As no one actually had the foresight to enter this, despite it being the factually correct answer (at least, in modal terms), no prize will be awarded. However, a different and non-sociology-centered contest of considerably more consequence might be announced here soon, so keep your monitors tuned to JFW.

* How many economists does it take to change a light bulb? An economist presumably would point out that the more rational thing would be for the economist to spend that time doing more economics, and then to use part of the extra earnings to pay an unskilled worker the minimum wage s/he'd accept to change the lightbulb instead, thus achieving a changed bulb and additional income. But then the economist would guffaw and say that, of course, this is just a joke, and the transaction costs of finding that unskilled worker would be too high, not to mention the whole agency problem of having to monitor the unskilled worker or else s/he'd probably just steal the light bulb and maybe some cutlery as well, so really the answer is that it would make the most sense for the economist to just do it.

Monday, May 01, 2006

references

For the first known academic citation to JFW, see footnote 10 on page 10 of this paper. The citation credits me for having a pioneering role in the Wisconsin School of Blogging, whose credo, to actually articulate it out loud, might be: Just give your blog a generic name and then post whatever you feel like posting, as opposed to thinking that your blog and all its posts should be about something, esp. something related to whatever you are supposedly an expert on. Or, more briefly: Mix things up.

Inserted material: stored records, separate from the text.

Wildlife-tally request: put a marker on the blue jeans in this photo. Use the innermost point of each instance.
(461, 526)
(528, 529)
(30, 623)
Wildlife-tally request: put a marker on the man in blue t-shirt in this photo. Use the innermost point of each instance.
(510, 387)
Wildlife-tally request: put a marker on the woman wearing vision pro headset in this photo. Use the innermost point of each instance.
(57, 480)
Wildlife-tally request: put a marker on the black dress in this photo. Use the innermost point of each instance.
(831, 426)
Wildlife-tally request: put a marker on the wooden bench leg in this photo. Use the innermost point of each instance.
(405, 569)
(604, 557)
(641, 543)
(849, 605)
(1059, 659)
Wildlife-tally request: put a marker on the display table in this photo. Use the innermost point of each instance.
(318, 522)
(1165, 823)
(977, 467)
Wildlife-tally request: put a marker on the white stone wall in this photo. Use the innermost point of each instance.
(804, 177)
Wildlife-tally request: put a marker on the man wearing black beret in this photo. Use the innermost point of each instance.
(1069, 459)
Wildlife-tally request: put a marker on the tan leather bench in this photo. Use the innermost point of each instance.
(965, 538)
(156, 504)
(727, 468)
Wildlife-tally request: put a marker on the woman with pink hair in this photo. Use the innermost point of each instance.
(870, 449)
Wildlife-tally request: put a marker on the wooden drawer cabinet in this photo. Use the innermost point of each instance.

Incidentally, my role in the Wisconsin School of Blogging* has also led to my being identified as "the best sociologist in the world" by the author of the aforementioned paper.** If one is having a completely unproductive and aimless day at your job, and more general career-directiony-angst, it's an intriguing pick-me-up to see oneself identified as the best person in the world at your job, especially if in a venue that has a few thousand people who read it daily.

* Even though he is not an academic, no future historians who wish to write the definitive work on the Wisconsin School of Blogging will be able to exclude Tom Bozzo.

** In case there is any confusion: I'm not actually the best sociologist in the world.

weddings i have known

The weekend I will be attending this weekend may be my first where "black tie optional" was explicitly stated on the invitation. As I was just telling my friend, if one were to do a tally and figure the median wedding I've attended, I think it would still reflect my rural Iowa roots than my subsequent travels through different ways of being associated with universities (this, in turn, being the result of the general tendency for graduate students in sociology the past two decades either to be married when they come to graduate school or, as far as I can tell, to never marry).

At one of the more memorable weddings from my youth, the bride shouted "Ya-hoo!" as they reached the back of the church during the recessional. The reception itself was held on her parents' farm about eight miles out of town. Her brother tacked signs to telephone poles pointing to the reception that said just "FREZ -->" because he didn't know how to spell "Freese" (much less, presumably, "Reception"). There was a fight at the reception that involved a distant female relative of mine digging her fingernails into some man's face. The marriage itself ended a few years later when the groom came home one day and the bride, daughter, and all furniture of any consequence was gone.